[Editorial] Extra Budget Must Balance Swift Execution and Rigorous Review
- Input
- 2026-03-29 19:36:48
- Updated
- 2026-03-29 19:36:48

An extra budget is a policy tool that demands both timing and precision. If the timing is missed, its impact is greatly reduced. Yet if it is executed in a slapdash way without careful scrutiny, it leads to wasteful spending. The current debate over the extra budget can be seen as a process of trying to find the right balance between these two perspectives.
The ruling party’s call for swift passage has both strengths and weaknesses. Under the triple burden of high oil prices, a weak currency, and high inflation, people’s livelihoods are already at the breaking point. This fuels the view that the longer fiscal support is delayed, the greater the damage will be. Given the possibility that the war involving Iran could drag on, there is some validity to the argument that rapid policy execution is needed to respond effectively to external shocks.
However, weakening the National Assembly of the Republic of Korea’s review function simply because "time is short" creates another kind of risk. After all, an extra budget is funded by taxpayers’ money. This is why meticulous verification is needed of where, how much, and in what form public funds will be injected. Once fiscal spending is unleashed, it is hard to reverse. Poorly designed expenditures can accumulate into a structural fiscal burden. The risk is even greater if cash handouts or pork-barrel projects are included, as they invite political temptation. This is why thorough scrutiny is essential. If funds are spent unnecessarily or in the wrong places, who will be held accountable?
Of course, a careful review process is indispensable, but if execution itself is excessively delayed, that too becomes a serious problem. In crisis management, timing is crucial. If procedures are used merely as a pretext to drag things out, that is also a dereliction of duty by the National Assembly of the Republic of Korea.
Ultimately, the ruling and opposition parties must reach a wise compromise that secures both swift execution of the extra budget and a thorough review process. A realistic middle ground could be to conduct sufficient deliberations without going beyond the timetable proposed by the opposition PPP. If such a process is followed, the public will be able to accept the outcome.

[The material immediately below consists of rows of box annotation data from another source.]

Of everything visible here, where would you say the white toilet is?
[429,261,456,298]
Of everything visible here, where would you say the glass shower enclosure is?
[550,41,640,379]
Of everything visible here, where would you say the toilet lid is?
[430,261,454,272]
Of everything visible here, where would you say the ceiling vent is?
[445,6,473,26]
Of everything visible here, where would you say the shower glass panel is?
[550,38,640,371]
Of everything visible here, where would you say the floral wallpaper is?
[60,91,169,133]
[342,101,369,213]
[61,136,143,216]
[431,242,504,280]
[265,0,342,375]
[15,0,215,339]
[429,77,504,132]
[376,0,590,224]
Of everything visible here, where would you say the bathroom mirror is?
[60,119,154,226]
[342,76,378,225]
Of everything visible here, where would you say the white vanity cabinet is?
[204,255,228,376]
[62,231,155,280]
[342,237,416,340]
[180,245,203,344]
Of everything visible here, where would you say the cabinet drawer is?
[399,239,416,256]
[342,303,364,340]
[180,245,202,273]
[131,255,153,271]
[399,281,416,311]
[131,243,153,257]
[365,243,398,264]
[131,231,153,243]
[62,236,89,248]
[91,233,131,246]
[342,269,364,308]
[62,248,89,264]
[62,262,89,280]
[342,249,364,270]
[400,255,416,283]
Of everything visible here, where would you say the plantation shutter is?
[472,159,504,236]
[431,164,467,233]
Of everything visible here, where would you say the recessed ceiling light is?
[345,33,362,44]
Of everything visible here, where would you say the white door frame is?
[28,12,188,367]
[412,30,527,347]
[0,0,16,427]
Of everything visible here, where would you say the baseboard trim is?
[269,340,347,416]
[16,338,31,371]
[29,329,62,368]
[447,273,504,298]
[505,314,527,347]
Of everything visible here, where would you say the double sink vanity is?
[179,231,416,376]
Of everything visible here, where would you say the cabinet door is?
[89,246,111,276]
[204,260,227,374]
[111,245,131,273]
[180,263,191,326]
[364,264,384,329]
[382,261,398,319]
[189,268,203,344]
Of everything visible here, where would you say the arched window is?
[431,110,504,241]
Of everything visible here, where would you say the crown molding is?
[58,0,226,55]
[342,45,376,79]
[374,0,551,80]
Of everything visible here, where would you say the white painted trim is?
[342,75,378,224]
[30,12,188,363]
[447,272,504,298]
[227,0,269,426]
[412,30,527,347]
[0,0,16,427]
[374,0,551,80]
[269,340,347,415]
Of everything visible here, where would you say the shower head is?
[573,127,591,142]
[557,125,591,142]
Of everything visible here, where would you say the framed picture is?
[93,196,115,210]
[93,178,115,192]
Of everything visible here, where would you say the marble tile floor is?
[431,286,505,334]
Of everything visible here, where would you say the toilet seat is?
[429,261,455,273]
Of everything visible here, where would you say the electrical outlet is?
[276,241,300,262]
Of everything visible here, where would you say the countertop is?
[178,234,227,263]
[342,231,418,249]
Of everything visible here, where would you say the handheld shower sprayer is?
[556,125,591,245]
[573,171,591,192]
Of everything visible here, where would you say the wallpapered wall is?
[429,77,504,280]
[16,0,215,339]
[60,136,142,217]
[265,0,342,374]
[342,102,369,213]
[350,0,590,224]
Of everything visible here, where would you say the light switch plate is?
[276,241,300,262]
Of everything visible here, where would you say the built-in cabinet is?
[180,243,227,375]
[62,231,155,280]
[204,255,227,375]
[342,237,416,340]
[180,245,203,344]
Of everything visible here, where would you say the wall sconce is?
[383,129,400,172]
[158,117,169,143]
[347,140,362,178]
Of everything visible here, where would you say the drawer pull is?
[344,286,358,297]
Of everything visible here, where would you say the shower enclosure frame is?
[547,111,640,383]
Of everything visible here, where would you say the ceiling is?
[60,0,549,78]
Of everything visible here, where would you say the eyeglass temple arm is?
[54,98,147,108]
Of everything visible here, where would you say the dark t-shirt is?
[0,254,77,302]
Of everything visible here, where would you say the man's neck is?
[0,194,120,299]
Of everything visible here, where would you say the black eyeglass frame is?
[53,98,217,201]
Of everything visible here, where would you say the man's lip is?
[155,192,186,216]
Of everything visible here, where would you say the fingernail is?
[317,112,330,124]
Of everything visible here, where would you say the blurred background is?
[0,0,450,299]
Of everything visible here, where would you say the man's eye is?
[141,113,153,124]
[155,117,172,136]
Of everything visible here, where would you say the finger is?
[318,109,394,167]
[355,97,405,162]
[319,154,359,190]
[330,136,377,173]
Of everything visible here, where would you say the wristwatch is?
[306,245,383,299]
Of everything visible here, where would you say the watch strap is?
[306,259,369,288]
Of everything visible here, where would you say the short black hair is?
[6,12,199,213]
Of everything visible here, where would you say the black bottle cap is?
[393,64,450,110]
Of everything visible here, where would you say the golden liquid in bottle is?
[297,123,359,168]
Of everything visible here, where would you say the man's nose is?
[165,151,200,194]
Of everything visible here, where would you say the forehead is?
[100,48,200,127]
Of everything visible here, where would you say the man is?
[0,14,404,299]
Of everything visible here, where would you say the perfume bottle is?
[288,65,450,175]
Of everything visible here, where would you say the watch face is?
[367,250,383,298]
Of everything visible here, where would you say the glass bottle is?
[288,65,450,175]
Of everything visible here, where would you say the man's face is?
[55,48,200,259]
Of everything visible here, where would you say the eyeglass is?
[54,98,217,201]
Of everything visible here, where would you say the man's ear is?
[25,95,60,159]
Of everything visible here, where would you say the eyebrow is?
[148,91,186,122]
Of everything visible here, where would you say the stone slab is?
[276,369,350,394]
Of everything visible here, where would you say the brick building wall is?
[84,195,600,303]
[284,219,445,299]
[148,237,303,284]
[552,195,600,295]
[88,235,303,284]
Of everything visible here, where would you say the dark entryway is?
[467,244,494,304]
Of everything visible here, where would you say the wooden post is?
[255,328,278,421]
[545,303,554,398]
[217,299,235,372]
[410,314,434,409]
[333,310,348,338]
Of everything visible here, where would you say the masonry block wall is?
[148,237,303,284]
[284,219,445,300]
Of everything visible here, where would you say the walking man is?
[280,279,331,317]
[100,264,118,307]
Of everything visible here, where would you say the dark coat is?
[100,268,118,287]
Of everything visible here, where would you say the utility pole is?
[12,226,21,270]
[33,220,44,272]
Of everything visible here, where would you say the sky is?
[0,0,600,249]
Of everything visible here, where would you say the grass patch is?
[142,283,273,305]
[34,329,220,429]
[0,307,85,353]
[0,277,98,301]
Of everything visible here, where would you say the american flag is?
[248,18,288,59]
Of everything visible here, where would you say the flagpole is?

For the parties to reach this kind of political agreement, they must resist the temptation to use the extra budget as a weapon in partisan conflict. If the ruling party pushes through pork-barrel spending with an eye on local elections, or if the opposition blocks the bill under the banner of checking the administration, this extra budget will lose its legitimacy from the outset. The National Assembly of the Republic of Korea is an institution that deliberates and approves the budget. It should uphold the principle that fiscal resources are deployed where they are truly needed, and both parties should work together to pass a reasonable extra budget plan.